Goldman investors seek answers beyond dreary second-quarter

By Lauren Tara LaCapra

NEW YORK (Reuters) - When Goldman Sachs Group Inc <GS.N> reports second-quarter earnings on Tuesday, investors will be keen to hear how the largest U.S. investment bank plans to make up for fast-fading fixed-income trading revenue.

The market expects dreary top and bottom line results.

Analysts believe Goldman will report earnings of $2.27 per share, on average, down 36.2 percent from their forecast a month ago, according to Thomson Reuters I/B/E/S. They expect revenue of $8.1 billion, down 16.9 percent from 30 days earlier.

If analysts' estimates are correct, they would represent a 17.5 percent decline in profit per share and an 8 percent decline in revenue from the year-ago period. In the second quarter of 2010, Goldman earned $2.75 cents per share, excluding one-time charges, on revenue of $8.8 billion.

"I really just want confirmation that the earnings estimates aren't going to keep dropping," said Jack Kaplan, a portfolio manager for Carret Asset Management, which has $1.4 billion under management and recently bought a small position in Goldman shares.

"Estimates were as much as $16 for full-year 2011, but we're down to $14 now two months later," he continued. "It looks cheap, but if $14 is really going to be $10, the stock's not going to rally."

The glum outlook stems largely from difficulties at Goldman's large fixed income, currency and commodities trading business, known as FICC.

Weak client activity and a lack of clear market direction have weighed on large Wall Street banks' trading businesses for the past year or so. But unlike rivals JPMorgan Chase & Co <JPM.N> or Citigroup <C.N>, which posted better-than-expected results last week, Goldman does not have a commercial banking operation to fall back on.

Goldman is also facing aggressive competition for the trading and banking business it seized during the financial crisis, when competitors were hobbled by mortgage losses. The FICC trading business contributed 35 percent of Goldman's net revenue last year, down from 48 percent in 2009.

Many analysts expect Goldman to report a quarterly decline in FICC trading of 30 to 40 percent. JPMorgan reported an 18 percent drop and Citi reported a 20 percent drop.

The absence of proprietary trading may be having a particularly strong impact on Goldman's profits.

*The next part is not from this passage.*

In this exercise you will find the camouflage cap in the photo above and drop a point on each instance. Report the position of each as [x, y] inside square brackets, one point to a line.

"We're expecting a very challenging quarter for Goldman Sachs," said Howard Chen, a Credit Suisse analyst who rates the stock "outperform."

Chen cut his second-quarter estimate for Goldman by more than half in late June and lowered his target price to $170 from $190. Goldman shares are down 23.1 percent so far this year, compared with a 8.2 percent decline for the S&P 500 Financial Sector Index.

When asked in April how the company planned to deal with its trading business, Goldman's Chief Financial Officer David Viniar said the bank will look at cost cuts. Layoffs are already underway, and Goldman also plans to cut $1 billion in non-compensation costs by mid-2012.

Most analysts expect FICC trading difficulties to last at least through the end of 2011, as the economy remains stuck in neutral and clients try to figure out the impact of financial reform. But on Tuesday's conference call, investors will want to hear less about how Goldman plans to shrink costs and more about how it will grow revenue.

"I'd really like to hear more about the future," said Kaplan, who is holding off on buying more Goldman stock until after this quarter's results are out. "If the only way they're going to make their number is laying off 3,000 people, I just don't think that's going to work."